# Basic Vfd Questions



## dbassing (Nov 21, 2016)

Hello all,
I am in the process of installing a 3 phase motor on my Clausing 8520 mill and have decided on a TECO N3-202-CS VFD. I have been reading the manual online and have a pretty good idea about the overall ideas such as wiring and programming. Couple of basic questions:
Is there an on/off switch on the VFD or is it always powered up as long as the circuit feeding it is on?

What type of wiring is suitable for running from the VFD to remote switches near the mill for start, stop, forward, reverse and speed?

Thoughts on enclosure for the VFD? Cooling fan?

Thanks for any ideas and if someone has some pics of their installation please post those too.

David


----------



## gr8legs (Nov 21, 2016)

I have Teco drives on my mill and lathe. They seem pretty bullet-proof.

The drive does not have a power switch, turn off the breaker in the panel or just leave it on - they draw practically nothing at idle.

The control circuitry is low current at less than 24 volts and you can use most any wire for the controls. The limiting factor is if the wire is exposed or runs across the floor you want something rugged enough to withstand that service.

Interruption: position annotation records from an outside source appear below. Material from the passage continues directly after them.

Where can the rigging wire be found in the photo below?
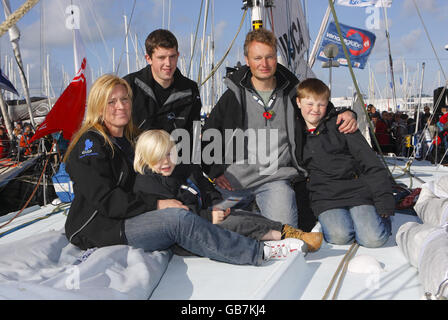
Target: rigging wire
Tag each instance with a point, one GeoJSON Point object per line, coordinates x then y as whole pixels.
{"type": "Point", "coordinates": [127, 34]}
{"type": "Point", "coordinates": [227, 51]}
{"type": "Point", "coordinates": [195, 38]}
{"type": "Point", "coordinates": [429, 38]}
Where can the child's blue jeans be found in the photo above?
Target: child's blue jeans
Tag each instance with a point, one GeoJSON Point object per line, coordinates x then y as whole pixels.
{"type": "Point", "coordinates": [159, 230]}
{"type": "Point", "coordinates": [361, 223]}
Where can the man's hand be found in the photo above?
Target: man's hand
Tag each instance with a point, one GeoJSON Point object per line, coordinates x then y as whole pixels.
{"type": "Point", "coordinates": [170, 203]}
{"type": "Point", "coordinates": [349, 124]}
{"type": "Point", "coordinates": [223, 183]}
{"type": "Point", "coordinates": [219, 216]}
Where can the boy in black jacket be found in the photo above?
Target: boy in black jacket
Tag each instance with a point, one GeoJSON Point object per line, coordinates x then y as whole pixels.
{"type": "Point", "coordinates": [350, 190]}
{"type": "Point", "coordinates": [159, 176]}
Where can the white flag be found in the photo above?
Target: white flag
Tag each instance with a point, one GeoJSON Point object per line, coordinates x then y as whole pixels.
{"type": "Point", "coordinates": [293, 38]}
{"type": "Point", "coordinates": [365, 3]}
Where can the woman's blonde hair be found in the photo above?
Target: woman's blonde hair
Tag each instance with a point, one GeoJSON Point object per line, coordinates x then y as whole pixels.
{"type": "Point", "coordinates": [151, 147]}
{"type": "Point", "coordinates": [96, 109]}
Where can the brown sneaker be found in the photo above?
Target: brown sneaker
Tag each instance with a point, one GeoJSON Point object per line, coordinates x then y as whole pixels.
{"type": "Point", "coordinates": [313, 240]}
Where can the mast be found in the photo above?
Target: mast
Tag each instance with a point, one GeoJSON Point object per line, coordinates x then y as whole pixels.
{"type": "Point", "coordinates": [5, 115]}
{"type": "Point", "coordinates": [127, 42]}
{"type": "Point", "coordinates": [394, 95]}
{"type": "Point", "coordinates": [316, 45]}
{"type": "Point", "coordinates": [419, 99]}
{"type": "Point", "coordinates": [14, 36]}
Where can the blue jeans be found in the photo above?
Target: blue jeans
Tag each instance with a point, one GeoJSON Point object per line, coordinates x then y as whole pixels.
{"type": "Point", "coordinates": [276, 200]}
{"type": "Point", "coordinates": [360, 223]}
{"type": "Point", "coordinates": [159, 230]}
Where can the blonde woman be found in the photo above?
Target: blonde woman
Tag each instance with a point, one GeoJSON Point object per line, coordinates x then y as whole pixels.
{"type": "Point", "coordinates": [106, 211]}
{"type": "Point", "coordinates": [159, 176]}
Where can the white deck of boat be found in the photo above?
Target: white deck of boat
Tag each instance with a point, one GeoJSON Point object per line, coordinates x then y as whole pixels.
{"type": "Point", "coordinates": [296, 278]}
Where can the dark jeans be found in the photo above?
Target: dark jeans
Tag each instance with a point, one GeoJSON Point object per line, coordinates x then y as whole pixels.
{"type": "Point", "coordinates": [161, 229]}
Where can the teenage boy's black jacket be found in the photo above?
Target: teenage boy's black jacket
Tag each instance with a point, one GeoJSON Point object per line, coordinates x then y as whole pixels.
{"type": "Point", "coordinates": [343, 169]}
{"type": "Point", "coordinates": [179, 111]}
{"type": "Point", "coordinates": [157, 186]}
{"type": "Point", "coordinates": [102, 180]}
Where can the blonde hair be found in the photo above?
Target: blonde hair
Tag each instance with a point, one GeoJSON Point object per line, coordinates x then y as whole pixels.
{"type": "Point", "coordinates": [313, 87]}
{"type": "Point", "coordinates": [151, 147]}
{"type": "Point", "coordinates": [96, 109]}
{"type": "Point", "coordinates": [260, 35]}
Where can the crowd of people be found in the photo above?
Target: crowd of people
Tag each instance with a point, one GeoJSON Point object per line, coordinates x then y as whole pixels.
{"type": "Point", "coordinates": [396, 133]}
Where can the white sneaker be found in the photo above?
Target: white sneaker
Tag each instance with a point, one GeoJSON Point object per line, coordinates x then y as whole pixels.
{"type": "Point", "coordinates": [282, 249]}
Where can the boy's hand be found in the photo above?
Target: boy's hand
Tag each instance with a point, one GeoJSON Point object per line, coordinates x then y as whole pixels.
{"type": "Point", "coordinates": [223, 183]}
{"type": "Point", "coordinates": [349, 124]}
{"type": "Point", "coordinates": [219, 216]}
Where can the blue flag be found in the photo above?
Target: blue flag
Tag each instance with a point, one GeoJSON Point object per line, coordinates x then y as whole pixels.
{"type": "Point", "coordinates": [359, 44]}
{"type": "Point", "coordinates": [6, 84]}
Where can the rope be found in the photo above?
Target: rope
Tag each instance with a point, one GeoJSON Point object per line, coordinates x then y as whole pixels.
{"type": "Point", "coordinates": [227, 51]}
{"type": "Point", "coordinates": [344, 263]}
{"type": "Point", "coordinates": [16, 16]}
{"type": "Point", "coordinates": [195, 38]}
{"type": "Point", "coordinates": [127, 34]}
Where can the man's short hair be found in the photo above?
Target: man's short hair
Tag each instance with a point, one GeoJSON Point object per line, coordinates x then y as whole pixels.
{"type": "Point", "coordinates": [313, 87]}
{"type": "Point", "coordinates": [260, 35]}
{"type": "Point", "coordinates": [160, 38]}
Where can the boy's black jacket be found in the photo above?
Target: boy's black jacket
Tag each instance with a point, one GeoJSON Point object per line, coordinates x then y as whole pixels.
{"type": "Point", "coordinates": [161, 187]}
{"type": "Point", "coordinates": [102, 180]}
{"type": "Point", "coordinates": [343, 169]}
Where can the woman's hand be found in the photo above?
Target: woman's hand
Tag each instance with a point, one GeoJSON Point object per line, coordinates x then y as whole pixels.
{"type": "Point", "coordinates": [170, 203]}
{"type": "Point", "coordinates": [223, 183]}
{"type": "Point", "coordinates": [219, 216]}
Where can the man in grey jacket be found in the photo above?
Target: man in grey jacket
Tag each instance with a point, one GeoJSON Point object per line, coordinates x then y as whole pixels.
{"type": "Point", "coordinates": [256, 116]}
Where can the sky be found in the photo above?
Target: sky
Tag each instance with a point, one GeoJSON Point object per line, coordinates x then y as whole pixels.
{"type": "Point", "coordinates": [102, 24]}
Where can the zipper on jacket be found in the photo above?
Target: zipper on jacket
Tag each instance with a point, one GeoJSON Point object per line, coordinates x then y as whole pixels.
{"type": "Point", "coordinates": [94, 213]}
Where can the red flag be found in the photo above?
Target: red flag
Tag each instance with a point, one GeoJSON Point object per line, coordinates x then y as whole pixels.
{"type": "Point", "coordinates": [67, 113]}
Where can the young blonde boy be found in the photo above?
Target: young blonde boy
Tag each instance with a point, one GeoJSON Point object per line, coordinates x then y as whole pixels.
{"type": "Point", "coordinates": [158, 175]}
{"type": "Point", "coordinates": [350, 190]}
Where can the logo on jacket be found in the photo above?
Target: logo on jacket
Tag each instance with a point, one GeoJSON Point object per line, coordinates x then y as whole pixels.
{"type": "Point", "coordinates": [88, 144]}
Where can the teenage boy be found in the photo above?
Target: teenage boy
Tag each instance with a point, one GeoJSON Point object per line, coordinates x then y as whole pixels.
{"type": "Point", "coordinates": [350, 190]}
{"type": "Point", "coordinates": [162, 97]}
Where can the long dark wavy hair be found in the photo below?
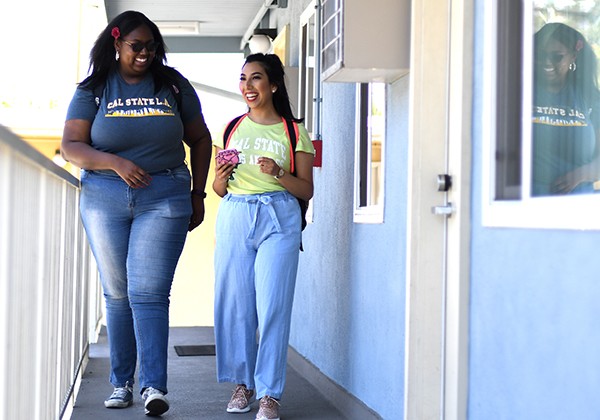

The VFD probably already has a cooling fan built in. I would not bother with an enclosure, just mount the unit on the wall so you can see the readout and get to the keyboard controls easily when you need to tweak the settings.

Stu


----------



## mksj (Nov 22, 2016)

A few things to consider, the manuals usually give some guidance as to wire gauge and type. I use shielded wire for my control lines (12-24VDC usually a few milli amps of current), unlikely you would have any issues with short cabling, but worth the additional safety if you are going remote controls more than a couple of feet away. I usually use anything from 18-22G stranded wire cable, something like 6C or 7C (depends on the controls and remote speed pot).  I would use 3 wire control on a mill, very simple. You would probably want an E-Stop, speed control, momentary off, momentary on, spindle direction. Maybe an inexpensive tach. but this would require a 12VDC power supply.  http://www.hobby-machinist.com/threads/why-use-a-switch-button-panel.50646/#post-425598

The VFD to motor cable can generate a lot of electrical noise, I know of a few people that have had problems. If you have longer motor cable runs (more than 4') you might use flexible shielded conduit or shielded cable, since it is 3 phase, you need 3 conductors and a ground (separate from the shield drain wire). It is recommended that the shields all be grounded at the VFD. If you are going to use a remote speed pot, the cable should be shielded if more than a few feet, something like 22-24G 3C or 4C. Without the shielding I have seen significant noise/jitter picked from 6-12' unshielded speed cables. In any case, do not tie the motor cable with the signal cable wires. In a mill, with very short wiring distances, electrical noise may not be an issue. I just follow the manual recommendations, and have not had any problem with dozens of VFD systems.  

Do not use a household GFI, they will usually trip with a VFD. Industrial GFI have a higher trip point and are less likely to be a problem with VFDs.

If your VFD is going to be exposed to chips or spray, you might consider an enclosure. The need for venting/fan is often a function of the cabinet size and the VFD ratings/fan settings.  On a mill, the work load is pretty light on a manual machine. If you do use an enclosure, you might consider some passive venting, either 4" aluminum screened soffits or computer fan screens. Heat kills the electrical components, especially electrolytic capacitors in the power supply. I have seen mill installs w/wo enclosures, but if you think it could be exposed to flying chips/coolant than use an enclosure or a box with an open front. This can also depend on the VFD Nema rating, the Teco N3 is Nema 1. Different options, on a mill I would keep it pretty simple.


----------



## JimDawson (Nov 22, 2016)

I leave mine powered up all the time.  Turns off with the breaker in the panel if needed.

Any 8 conductor cable will work for the switches, stranded conductor CAT5 ethernet cable would be fine.  Cheap and available anywhere.

Here is how I did mine:



Mounted the VFD on the back of the electrical cabinet, but it could mount on the back if the mill or on the wall.  Most of the cables you see here have nothing to do with the VFD.



The way I had mine lashed up before I installed the new VFD is just to mount the VFD on the head in place of the original switch.  Just operated it from the front panel.


----------



## dbassing (Nov 27, 2016)

Thanks all for the info. I'll be buying a VFD soon. Have the 240 v single phase already run in EMT to the mill location. Will try to post pics once I get everything set up.
Thanks again,
David


----------